Today I officially started coding for the project and was very productive! I needed to setup a set of inverted indexes based on a collection of files. To setup these indexes, I used Apache Lucene and was it ever easy. I had some difficulties initially as I was trying to use some contributed modules (the in-memory indexer to be exact, but I figured it might come in handy, at some point). I also incorrectly decided to use an embedded relational database to allow for a more “natural” way to access indexes. Based on the information found here, I decided to give HSQLDB a shot and it was extremely easy to setup and use, but instead, I removed the relational database, used Lucene’s built-in query engine, and accessed all the inverted indexes for the terms within the document collection.

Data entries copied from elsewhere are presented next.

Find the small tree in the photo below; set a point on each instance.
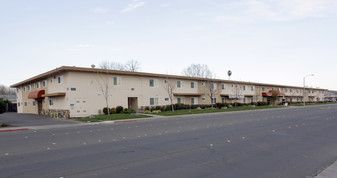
(170, 87)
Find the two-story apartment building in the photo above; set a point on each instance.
(78, 92)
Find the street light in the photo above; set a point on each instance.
(304, 87)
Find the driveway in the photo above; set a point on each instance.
(22, 120)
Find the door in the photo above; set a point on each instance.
(133, 103)
(39, 106)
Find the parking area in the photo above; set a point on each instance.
(22, 120)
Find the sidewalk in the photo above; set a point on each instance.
(330, 172)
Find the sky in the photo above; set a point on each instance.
(267, 41)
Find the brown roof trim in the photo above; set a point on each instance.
(97, 70)
(187, 94)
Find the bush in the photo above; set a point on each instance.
(105, 110)
(2, 106)
(119, 109)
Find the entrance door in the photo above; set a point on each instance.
(133, 103)
(39, 106)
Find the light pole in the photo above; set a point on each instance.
(304, 87)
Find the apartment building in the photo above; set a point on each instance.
(78, 92)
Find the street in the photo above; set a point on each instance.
(285, 143)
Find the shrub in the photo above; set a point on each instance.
(113, 111)
(105, 110)
(147, 112)
(119, 109)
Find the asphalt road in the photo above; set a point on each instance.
(292, 142)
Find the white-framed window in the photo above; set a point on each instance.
(153, 101)
(51, 103)
(117, 81)
(153, 83)
(223, 86)
(180, 84)
(213, 100)
(213, 86)
(60, 79)
(181, 100)
(194, 100)
(44, 83)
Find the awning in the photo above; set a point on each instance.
(187, 94)
(55, 94)
(36, 94)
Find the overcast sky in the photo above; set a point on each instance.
(268, 41)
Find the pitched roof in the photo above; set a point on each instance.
(119, 72)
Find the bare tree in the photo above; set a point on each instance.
(104, 85)
(132, 65)
(170, 87)
(211, 90)
(198, 70)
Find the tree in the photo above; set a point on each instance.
(132, 65)
(211, 90)
(198, 70)
(170, 87)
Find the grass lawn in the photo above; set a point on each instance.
(199, 111)
(111, 117)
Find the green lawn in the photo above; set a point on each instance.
(111, 117)
(199, 111)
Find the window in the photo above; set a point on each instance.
(192, 84)
(194, 100)
(60, 79)
(153, 101)
(44, 83)
(223, 86)
(153, 83)
(223, 100)
(117, 81)
(213, 86)
(213, 100)
(181, 100)
(180, 84)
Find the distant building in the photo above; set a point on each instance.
(330, 96)
(76, 92)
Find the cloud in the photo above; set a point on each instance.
(132, 6)
(276, 10)
(101, 10)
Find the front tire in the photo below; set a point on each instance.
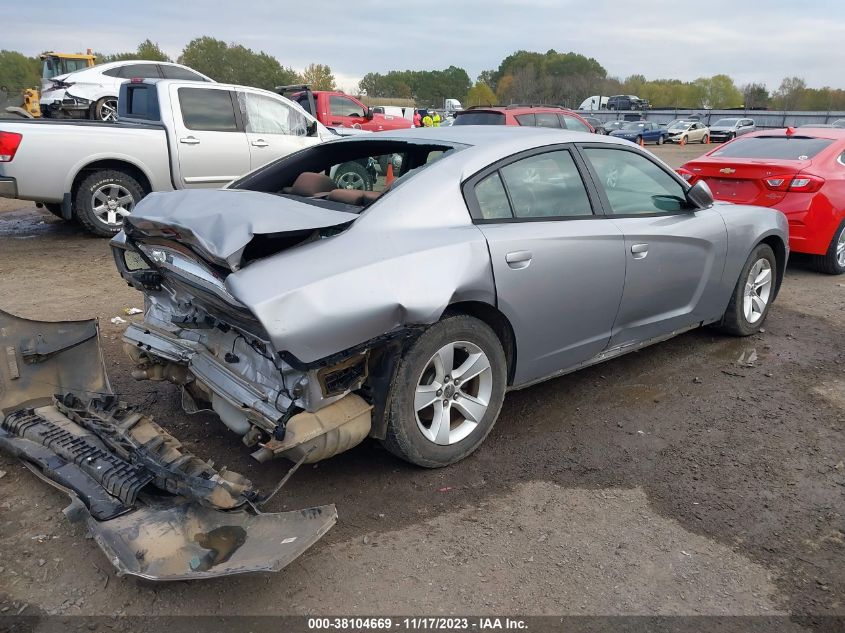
(833, 262)
(353, 175)
(447, 393)
(753, 294)
(104, 198)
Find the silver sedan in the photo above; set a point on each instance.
(481, 260)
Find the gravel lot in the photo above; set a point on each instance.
(700, 476)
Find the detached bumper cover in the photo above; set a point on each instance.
(156, 511)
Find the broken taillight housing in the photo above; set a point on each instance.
(802, 183)
(9, 143)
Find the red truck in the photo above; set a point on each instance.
(337, 109)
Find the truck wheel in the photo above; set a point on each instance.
(105, 110)
(104, 198)
(447, 393)
(55, 208)
(353, 175)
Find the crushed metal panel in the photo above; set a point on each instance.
(143, 530)
(191, 541)
(30, 373)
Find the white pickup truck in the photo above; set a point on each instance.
(170, 135)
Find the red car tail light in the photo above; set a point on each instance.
(806, 183)
(9, 143)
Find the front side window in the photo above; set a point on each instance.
(633, 184)
(265, 115)
(209, 110)
(344, 106)
(546, 186)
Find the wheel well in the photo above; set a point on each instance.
(117, 165)
(779, 248)
(497, 321)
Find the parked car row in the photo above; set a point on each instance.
(800, 173)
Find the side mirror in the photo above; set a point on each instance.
(700, 195)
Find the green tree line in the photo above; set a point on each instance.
(522, 77)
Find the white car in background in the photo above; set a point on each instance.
(92, 93)
(688, 132)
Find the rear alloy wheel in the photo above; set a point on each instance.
(753, 293)
(833, 262)
(447, 393)
(105, 110)
(104, 198)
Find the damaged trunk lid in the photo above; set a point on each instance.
(221, 225)
(156, 510)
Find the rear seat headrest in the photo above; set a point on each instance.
(309, 184)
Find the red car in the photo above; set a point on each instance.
(799, 172)
(534, 116)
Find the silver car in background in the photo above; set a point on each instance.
(490, 258)
(728, 129)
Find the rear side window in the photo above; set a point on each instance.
(546, 186)
(177, 72)
(778, 147)
(146, 71)
(480, 118)
(547, 120)
(571, 123)
(492, 199)
(210, 110)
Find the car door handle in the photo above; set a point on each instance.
(518, 259)
(639, 251)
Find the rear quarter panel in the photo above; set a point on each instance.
(747, 227)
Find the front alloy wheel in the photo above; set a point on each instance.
(446, 393)
(758, 290)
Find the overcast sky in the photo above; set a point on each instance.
(760, 41)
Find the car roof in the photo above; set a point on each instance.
(520, 109)
(833, 133)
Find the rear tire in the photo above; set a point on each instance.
(833, 262)
(104, 198)
(420, 428)
(753, 294)
(105, 110)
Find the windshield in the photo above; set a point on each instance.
(778, 147)
(480, 118)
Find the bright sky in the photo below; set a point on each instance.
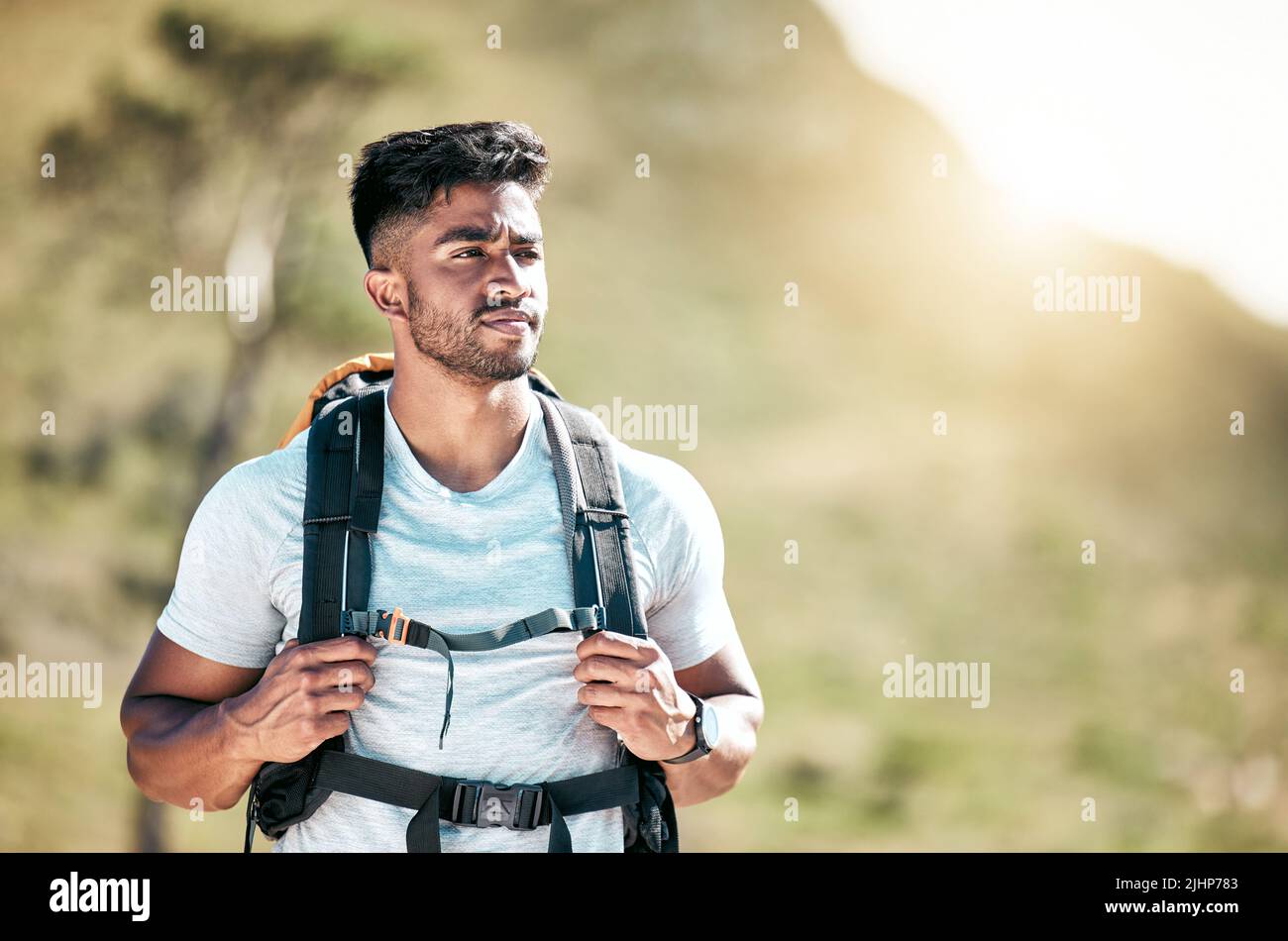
(1149, 121)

Now it’s a matter of deciding to take TReX’s existing No-Random-Access threshold algorithm code or just roll my own. Reasons to stay away from the existing code are: tight integration with TReX’s data structures, lack of parameters for its use, and a bad code smell. If I roll my own, then it’s to decide whether I should integrate it into Lucene or keep it as a simple external algorithm engine. An ambitious Lucene contrib vision possibly? I’ve never contributed to open source but am truly inspired by the dedication required as described in Karl Fogel’s (FREE) ebook Producing Open Source Software. Starting from scratch will also allow for a nicer class hierarchy to take advantage of some interesting concepts mentioned in the IO-Top-k paper, concepts such as propabilistic inference or skew detection to terminate the algorithm even sooner.
Once that’s done I’ll have a prototype for XML document collection indexing and retrieval using a threshold algorithm for top-k query processing.
Some related tools that seem interesting are: Luke, a Lucene index-modification/viewing tool, very nice looking and feature filled. Lius, which I haven’t tried and seems to do the same thing as Luke.